Traditionally, complete drug doses were recommended to prevent antibiotic resistance, but evidence suggests that lower doses could be effective in certain situations. Mutants resistant to antibiotics often have a fitness cost, similar to wearing armor that provides protection but hinders movement. When susceptible counterparts are present, resistant mutants struggle to compete, but in the presence of drugs that eliminate competitors, they thrive. By administering smaller doses that control infection but maintain susceptible competitors, the growth of antibiotic resistant organisms can be limited. While following medical advice is crucial, future adjustments in drug doses may be explored.
An exciting but controversial line of research is exploring whether we should treat organisms or pathogens with a ‘hit fast and hard’ approach, or whether it would be better to reduce the drug dose and therefore the selective pressure.
We have traditionally been told to make sure you take your full prescribed dose of antibiotics, or else you could be responsible for resistance evolution. Now some evidence is coming out that that might in fact not be true in some situations.
The idea behind this is as follows:
Many resistant mutants pay a price for being resistant. It serves them well if there are drugs or insecticides around, but in their absence, they might not grow as well as their susceptible counterparts. We call this a fitness cost.
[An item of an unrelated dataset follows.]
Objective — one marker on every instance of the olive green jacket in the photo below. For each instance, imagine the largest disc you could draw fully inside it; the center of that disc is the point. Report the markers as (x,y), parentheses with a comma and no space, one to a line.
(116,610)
One way to think about a fitness cost is to think of a knight in shining armor. On the battlefield, that armor greatly protects him or her from attacking swords. However, outside of combat, wearing this armor comes with a cost; it can greatly reduce vision, and is very heavy and hot.
When an organism has a genetic mutation that makes them resistant to a drug, they don’t have the luxury of armor they can put on and take off when it suits them, they have to live with that mutation whether there are drugs around or not.
When there are plenty of those more susceptible counterparts around, these resistant mutants may have a hard time increasing in number because of the fitness cost. However, when drugs are around, and the majority of those competitors are killed, the resistant ones are able to grow to high numbers.
So, if we want to keep the resistant organisms small in number, perhaps we should keep these susceptible competitors around! One way to do that might be by not giving this high, aggressive dose of drugs, but a smaller dose that would control the infection but leave enough susceptible competitors to out-compete the resistant ones.
We tested this principle using a rodent malaria model. We infected mice with both susceptible malaria parasites and a few resistant ones to mimic a situation where resistant parasites are rare. When those mice were not treated with drugs, we rarely saw those resistant parasites again. When we gave a very high, curative drug dose, we cleared the susceptible parasites which then allowed the resistant parasites to grow to large numbers too. The less drugs we gave, the less of an advantage we gave to the resistant parasites.
The treatment of cancer faces a similar problem: resistant cells are suppressed by susceptible cells but as soon as you wipe out the susceptible cells, the resistant ones grow to high numbers, which might ultimately lead to an untreatable tumor. A pilot clinical trial of metastatic prostate cancer which gave only enough chemotherapy as was necessary to control the growth of the tumor, but not intended to eradicate it, was very successful in prolonging the time to cancer progression with the added benefit of less chemotherapy for the patient.
Now, you should always follow your doctor’s advice; the research is too young yet to make it a good idea for you to only take half your course of medication! But in the future, we might just adjust the dose.